5 Surprising Ways Your Lifestyle Affects Your Skin
Did you know that the condition of your skin isn’t just determined by your DNA? There’s a myriad of influencers that contribute to the quality and youthfulness of your skin as well. And when you know what these are and understand the impact they play, you’ll be armed with knowledge that will help combat these effects for clear, beautiful skin throughout life.
Stress. We cannot stress how much stress shows up on your face. Beyond puffy eyes, blotchiness, and redness from crying, emotional turmoil ages the appearance of the skin in many ways. Stress can exacerbate pre-existing skin conditions, such as psoriasis and rosacea. It can also cause inflammation and excess sebum production, both of which contribute significantly to acne and breakouts.1
- Take action: Managing stress is important for overall health, not just to kick stress to the curb. You can start today by making sure you’re getting plenty of quality sleep, eating a well-balanced diet, getting routine exercise, and practicing mindfulness through meditation, prayer, yoga, and whatever else feels right to you.
Smoking. If your goal is to look like your great-granny, smoking a pack a day is the way to go. As a smoker, your skin suffers significantly. First of all, cigarette smoke actually constricts blood flow, decreasing healthy circulation to vital organs, including the skin.1 It also encourages premature wrinkling and fines lines.
- Take action: You guessed it: stop smoking. Shocking, right? The best thing you can do for your skin is to lay off the cigarettes and make sure you’re not around secondhand smoke either. If you can’t just go cold turkey, there are plenty of helpful programs and resources to help you quit.
Sun exposure. UV exposure can cause serious long-term effects on the skin, including wrinkles, loss of elasticity, premature aging, and sunspots. While we all need the vitamin D that comes from the sun, too much makes your skin look less than youthful.

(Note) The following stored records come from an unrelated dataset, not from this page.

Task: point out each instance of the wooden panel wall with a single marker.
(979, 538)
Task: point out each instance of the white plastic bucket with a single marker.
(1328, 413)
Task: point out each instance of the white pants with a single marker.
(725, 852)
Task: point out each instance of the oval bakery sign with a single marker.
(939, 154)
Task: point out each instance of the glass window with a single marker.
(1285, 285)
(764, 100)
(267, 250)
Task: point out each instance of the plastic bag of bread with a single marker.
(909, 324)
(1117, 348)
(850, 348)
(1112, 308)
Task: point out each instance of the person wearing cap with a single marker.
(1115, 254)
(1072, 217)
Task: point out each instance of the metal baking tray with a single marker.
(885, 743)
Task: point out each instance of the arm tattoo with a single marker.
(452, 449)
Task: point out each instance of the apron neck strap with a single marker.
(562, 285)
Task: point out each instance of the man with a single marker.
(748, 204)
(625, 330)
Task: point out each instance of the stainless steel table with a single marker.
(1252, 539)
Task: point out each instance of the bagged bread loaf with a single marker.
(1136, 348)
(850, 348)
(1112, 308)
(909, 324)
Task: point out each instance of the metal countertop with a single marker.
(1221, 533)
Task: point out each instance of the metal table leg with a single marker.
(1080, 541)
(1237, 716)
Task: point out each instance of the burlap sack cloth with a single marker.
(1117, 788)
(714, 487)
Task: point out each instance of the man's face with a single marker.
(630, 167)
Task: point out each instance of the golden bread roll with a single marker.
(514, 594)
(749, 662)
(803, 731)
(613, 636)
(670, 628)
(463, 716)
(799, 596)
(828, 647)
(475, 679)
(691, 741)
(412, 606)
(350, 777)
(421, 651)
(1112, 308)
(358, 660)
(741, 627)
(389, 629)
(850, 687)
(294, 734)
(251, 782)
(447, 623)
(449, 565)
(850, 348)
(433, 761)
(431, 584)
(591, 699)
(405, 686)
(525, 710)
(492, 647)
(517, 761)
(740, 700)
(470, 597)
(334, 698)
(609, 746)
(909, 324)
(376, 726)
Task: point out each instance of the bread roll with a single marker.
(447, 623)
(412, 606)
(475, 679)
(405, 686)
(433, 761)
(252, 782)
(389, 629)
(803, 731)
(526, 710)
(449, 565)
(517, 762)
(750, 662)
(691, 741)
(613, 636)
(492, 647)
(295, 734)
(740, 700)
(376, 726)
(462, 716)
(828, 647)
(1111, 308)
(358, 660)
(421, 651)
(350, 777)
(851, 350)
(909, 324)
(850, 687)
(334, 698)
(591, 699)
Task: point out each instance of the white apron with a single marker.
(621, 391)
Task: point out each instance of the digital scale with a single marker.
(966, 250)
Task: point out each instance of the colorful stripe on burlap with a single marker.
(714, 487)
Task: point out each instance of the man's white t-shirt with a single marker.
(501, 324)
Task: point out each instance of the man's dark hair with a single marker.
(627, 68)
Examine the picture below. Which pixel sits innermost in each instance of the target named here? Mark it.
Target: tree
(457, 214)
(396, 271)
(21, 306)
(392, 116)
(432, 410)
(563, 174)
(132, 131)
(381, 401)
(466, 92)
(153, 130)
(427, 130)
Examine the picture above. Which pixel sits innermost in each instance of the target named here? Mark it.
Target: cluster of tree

- Take action: Easy. Wear sunscreen. And a hat. Done.
Environmental factors. If you live in an urban area, chances are your skin is being damaged through air pollution right at this very moment. Dangerous airborne impurities interact negatively with the surface of the skin and can also accelerate the damage you’re receiving from the sun’s UV rays.
- Take action: It’s important to cleanse morning and evening to remove pollution from your skin, especially your face, neck, and hands. Several times a week, a gentle exfoliation will help remove more difficult impurities and dead skin cells. A diet rich in antioxidants also helps combat harmful free radicals in the air.3
Exercise. Suffering from couch-potato-syndrome? Well, you aren’t doing your skin any favors. By being active, getting your heart rate up, and sweating it out, you increase blood flow that nourishes the skin, flushes waste products from cells, and washes away debris from the skin’s surface.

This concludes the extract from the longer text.